Todas as ilhas fugiram, e os montes não foram achados. Em Ap 6.14 já era plausível que esse par de conceitos não indicava somente catástrofes da natureza. Autoridades intramundanas que se erigiram contra Deus ou que foram edificadas contra Deus,788 desaparecem,789 “para que se saiba, até ao nascente do sol e até ao poente, que além de mim não há outro; eu sou o Senhor, e não há outro” (Is 45.6). Num relance, e definitivamente, Deus limpa a terra cheia da glória dos ídolos.

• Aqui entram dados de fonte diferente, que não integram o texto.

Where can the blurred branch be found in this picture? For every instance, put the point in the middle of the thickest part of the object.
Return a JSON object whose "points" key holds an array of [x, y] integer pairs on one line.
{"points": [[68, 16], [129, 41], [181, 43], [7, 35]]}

O último versículo do capítulo retorna ao paradigma dos flagelos egípcios. Também desabou do céu sobre os homens grande saraivada, com pedras que pesavam cerca de um talento (“mais de trinta quilos” [blh]). Também Êx 9.24,25 ressaltou o grande peso das pedras do granizo. Aqui elas são “tão pesadas como as pedras que se faziam para as catapultas”.790 Ez 38.22 fala de pedras de granizo que se precipitam como o bombardeio de um cerco militar. É desta maneira que a ira de Deus jorra sobre os “abrigos antiaéreos” da terra, do céu sobre os seres humanos.

Como se responde de baixo? E, por causa do flagelo da chuva de pedras, os homens blasfemaram de Deus, porquanto o seu flagelo (do granizo) era sobremodo grande. Este resultado evoca mais uma vez o refrão da impenitência (cf. o comentário a Ap 16.9,11). Quanto mais severos os juízos, tanto mais duros os corações. Por isso nunca será demasiada a cautela diante da esperança de que os juízos se evidenciariam como segundo caminho de salvação. Existe somente um único caminho de volta para Deus: “ninguém vem ao Pai senão por mim” (Jo 14.6).

Encerra-se, pois, a série das taças com o bombardeio de cima e a gritaria de baixo. Ela ainda não traz o momento em que, conforme Ap 15.4, tudo cai de joelhos e reconhece a soberania exclusiva de Deus. Porém, esta interrupção pouco antes do alvo justifica-se em função dos apêndices seguintes.



Notas:

786 Logo a Babilônia não está sendo poupada do juízo (contra Forck). Ap 14.8 e o cap. 18 anunciam o mesmo juízo mediante a metáfora da queda da Babilônia. – Será que a tripartição também se refere à trindade satânica do v. 13?

787 Diversas vezes o Ap apresenta essas descrições duplas de uma mesma realidade, a saber, sua coesão e imediatamente também suas muitas ramificações: a mulher e a descendência dela (Ap 12.17), a noiva e os convidados ao banquete (Ap 19.7,9).

788 Em Is 40.4 a planície amena constitui a essência da terra como Deus a planejou. Porém tudo o que a interrompe, em forma de depressão ou elevação, é considerado como símbolo da oposição a Deus e sofre o juízo.

789 Ap 6.14 falou do deslocamento dos montes e das ilhas. A presente visão intensifica o impacto: precisam bater em retirada e são como que varridas do mapa (cf. nota 192).

790 A comparação é proveniente de Josefo (citado em Hadorn).